Comme les responsables gouvernementaux et les médias l'ont fait dans le monde entier, les dirigeants russes et les principaux médias ont longtemps défendu l'idée que les enfants avaient tendance à ne pas contracter le COVID-19 et, s'ils étaient infectés, à ne pas tomber gravement malades. C'est faux. Les pédiatres de Tomsk ont récemment rapporté que 40 pour cent de leurs patients atteints de COVID-19 ont dû consulter un cardiologue, 19 pour cent un spécialiste de l'immuno-allergie et 10 pour cent un rhumatologue après une infection. Dans l'Altaï, le médecin-chef d'une polyclinique pour enfants a noté que les médecins devaient traiter les nourrissons rétablis du COVID-19 pour des complications à long terme des voies urinaires.

Les décès d'enfants dus au coronavirus, dont les données ne sont pas publiées par le gouvernement, augmenteront dans les semaines et mois à venir, à l’image de ce qui se passe dans des pays comme les États-Unis et le Royaume-Uni.

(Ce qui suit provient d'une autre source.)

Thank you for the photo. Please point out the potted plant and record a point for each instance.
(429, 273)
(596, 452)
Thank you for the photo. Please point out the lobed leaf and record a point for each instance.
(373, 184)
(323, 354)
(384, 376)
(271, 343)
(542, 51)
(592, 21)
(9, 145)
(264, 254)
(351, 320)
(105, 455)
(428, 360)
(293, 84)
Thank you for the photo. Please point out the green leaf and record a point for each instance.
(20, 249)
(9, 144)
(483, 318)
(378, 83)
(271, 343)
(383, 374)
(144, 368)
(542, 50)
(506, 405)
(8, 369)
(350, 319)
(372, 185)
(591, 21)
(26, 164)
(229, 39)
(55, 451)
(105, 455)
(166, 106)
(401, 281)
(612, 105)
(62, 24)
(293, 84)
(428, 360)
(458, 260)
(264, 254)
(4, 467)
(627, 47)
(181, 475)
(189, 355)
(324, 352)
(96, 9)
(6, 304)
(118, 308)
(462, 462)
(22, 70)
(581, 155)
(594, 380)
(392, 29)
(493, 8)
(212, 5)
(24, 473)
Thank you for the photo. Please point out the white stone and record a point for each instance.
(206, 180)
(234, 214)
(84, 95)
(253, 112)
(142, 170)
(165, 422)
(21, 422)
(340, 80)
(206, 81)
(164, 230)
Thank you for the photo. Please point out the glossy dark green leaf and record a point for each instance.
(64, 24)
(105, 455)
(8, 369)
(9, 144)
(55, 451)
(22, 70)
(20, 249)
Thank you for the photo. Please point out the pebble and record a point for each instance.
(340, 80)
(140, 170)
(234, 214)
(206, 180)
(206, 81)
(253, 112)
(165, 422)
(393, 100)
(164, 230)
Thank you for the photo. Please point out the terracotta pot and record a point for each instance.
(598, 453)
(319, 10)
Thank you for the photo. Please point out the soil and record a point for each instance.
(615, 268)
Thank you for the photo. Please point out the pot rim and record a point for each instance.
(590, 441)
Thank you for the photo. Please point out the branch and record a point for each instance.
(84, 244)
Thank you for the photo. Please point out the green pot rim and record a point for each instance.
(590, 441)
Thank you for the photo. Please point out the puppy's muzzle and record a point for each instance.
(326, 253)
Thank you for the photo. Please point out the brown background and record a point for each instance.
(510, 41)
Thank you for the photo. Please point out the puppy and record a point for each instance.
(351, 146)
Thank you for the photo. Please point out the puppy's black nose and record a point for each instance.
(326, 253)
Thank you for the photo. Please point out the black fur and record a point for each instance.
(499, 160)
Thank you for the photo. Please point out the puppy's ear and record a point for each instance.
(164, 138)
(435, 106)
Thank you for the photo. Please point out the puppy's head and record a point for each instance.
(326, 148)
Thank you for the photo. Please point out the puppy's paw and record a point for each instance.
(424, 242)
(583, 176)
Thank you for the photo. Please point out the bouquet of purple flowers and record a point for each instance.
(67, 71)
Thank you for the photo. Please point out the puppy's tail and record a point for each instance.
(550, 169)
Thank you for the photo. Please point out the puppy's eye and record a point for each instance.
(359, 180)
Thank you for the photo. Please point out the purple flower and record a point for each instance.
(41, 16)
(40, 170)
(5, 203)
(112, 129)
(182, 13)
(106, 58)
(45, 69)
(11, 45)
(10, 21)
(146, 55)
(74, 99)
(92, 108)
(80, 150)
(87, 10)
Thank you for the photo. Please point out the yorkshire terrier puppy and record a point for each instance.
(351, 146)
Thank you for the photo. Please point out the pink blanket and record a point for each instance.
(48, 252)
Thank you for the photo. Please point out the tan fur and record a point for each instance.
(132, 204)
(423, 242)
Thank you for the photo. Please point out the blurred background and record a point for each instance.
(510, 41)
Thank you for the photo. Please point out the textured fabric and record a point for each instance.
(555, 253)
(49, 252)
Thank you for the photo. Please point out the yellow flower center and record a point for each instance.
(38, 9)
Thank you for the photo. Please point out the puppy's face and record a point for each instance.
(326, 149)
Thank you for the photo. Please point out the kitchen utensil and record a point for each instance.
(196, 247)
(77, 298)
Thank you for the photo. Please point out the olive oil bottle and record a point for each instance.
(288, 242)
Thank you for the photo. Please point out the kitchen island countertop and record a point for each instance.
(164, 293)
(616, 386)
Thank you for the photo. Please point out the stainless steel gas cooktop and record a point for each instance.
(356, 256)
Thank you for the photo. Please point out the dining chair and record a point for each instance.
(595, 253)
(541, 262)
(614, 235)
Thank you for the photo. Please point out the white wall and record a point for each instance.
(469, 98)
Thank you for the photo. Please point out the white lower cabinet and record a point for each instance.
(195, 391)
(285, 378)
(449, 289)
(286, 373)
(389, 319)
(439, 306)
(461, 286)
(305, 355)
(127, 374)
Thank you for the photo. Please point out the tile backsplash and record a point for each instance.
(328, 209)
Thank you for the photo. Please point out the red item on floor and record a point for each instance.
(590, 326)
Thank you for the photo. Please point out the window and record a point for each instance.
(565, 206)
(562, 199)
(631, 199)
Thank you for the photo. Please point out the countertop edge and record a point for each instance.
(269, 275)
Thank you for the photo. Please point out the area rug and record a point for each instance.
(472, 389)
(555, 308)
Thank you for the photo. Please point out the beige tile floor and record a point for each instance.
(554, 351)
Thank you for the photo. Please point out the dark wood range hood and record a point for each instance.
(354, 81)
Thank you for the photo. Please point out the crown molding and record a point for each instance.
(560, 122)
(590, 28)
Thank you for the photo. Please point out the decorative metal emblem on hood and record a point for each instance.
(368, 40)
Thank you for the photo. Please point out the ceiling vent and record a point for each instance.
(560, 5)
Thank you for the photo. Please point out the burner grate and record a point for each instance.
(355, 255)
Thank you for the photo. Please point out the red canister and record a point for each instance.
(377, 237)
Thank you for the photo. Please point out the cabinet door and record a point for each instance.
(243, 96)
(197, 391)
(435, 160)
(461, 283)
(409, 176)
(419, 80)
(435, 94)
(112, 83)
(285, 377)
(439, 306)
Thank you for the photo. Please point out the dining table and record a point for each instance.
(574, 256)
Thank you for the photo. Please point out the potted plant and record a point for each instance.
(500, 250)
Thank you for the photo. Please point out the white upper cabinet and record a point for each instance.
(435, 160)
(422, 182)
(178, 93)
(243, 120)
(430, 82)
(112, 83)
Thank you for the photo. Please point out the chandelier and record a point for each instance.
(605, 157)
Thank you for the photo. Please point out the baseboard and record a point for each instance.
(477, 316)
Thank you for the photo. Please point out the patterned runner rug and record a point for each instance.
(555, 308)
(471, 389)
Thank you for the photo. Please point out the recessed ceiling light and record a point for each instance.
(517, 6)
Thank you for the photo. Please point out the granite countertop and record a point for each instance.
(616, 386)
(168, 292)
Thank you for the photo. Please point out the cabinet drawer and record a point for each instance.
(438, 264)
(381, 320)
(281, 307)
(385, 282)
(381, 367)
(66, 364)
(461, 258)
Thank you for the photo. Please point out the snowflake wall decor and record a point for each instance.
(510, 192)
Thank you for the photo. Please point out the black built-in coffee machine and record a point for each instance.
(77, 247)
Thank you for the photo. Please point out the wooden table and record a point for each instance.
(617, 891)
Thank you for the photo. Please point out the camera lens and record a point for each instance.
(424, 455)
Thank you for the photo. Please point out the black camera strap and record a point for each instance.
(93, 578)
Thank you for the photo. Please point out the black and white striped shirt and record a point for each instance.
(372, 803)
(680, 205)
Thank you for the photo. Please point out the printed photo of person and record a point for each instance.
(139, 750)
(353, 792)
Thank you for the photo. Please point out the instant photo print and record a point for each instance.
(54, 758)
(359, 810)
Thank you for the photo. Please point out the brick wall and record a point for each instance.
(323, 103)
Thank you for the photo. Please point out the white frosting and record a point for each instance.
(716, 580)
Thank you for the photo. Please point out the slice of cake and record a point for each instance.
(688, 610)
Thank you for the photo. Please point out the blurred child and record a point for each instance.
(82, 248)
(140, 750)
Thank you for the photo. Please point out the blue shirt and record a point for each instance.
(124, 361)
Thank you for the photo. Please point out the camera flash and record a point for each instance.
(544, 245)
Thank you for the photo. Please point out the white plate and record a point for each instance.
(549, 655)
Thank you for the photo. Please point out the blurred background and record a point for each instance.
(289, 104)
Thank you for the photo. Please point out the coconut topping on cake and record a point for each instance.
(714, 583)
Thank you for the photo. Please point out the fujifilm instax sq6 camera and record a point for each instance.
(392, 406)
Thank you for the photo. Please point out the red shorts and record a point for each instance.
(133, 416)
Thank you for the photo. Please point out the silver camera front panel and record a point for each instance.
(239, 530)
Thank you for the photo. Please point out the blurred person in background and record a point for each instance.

Il n'y a eu que deux décès liés au COVID-19 de signalés récemment parmi la population de moins de 18 ans dans le pays, dont un bébé de deux mois à Tula et un enfant de 12 ans à Novossibirsk ; bien que dans ce dernier cas, le ministère local de la Santé a insisté pour dire que la véritable cause était une maladie génétique sous-jacente.

Les décès quotidiens de coronavirus en Russie, entre 750 et 800 depuis la mi-juillet, ne montrent aucun signe de ralentissement malgré une faible baisse du nombre des cas. Il est de notoriété publique que ces chiffres sont une sous-estimation flagrante, les autorités attribuant systématiquement les décès dus au COVID-19 à d'autres causes si un patient présente une autre comorbidité. Des estimations indiquent que le nombre réel de morts pourrait être jusqu'à cinq fois plus élevé que les 187 000 officiellement reconnus. Le taux de mortalité dû au COVID-19 a augmenté tout au long de cette année, et juillet a été jusqu'à présent pour la Russie le mois le plus meurtrier de la pandémie avec plus de 50 000 décès liés au coronavirus.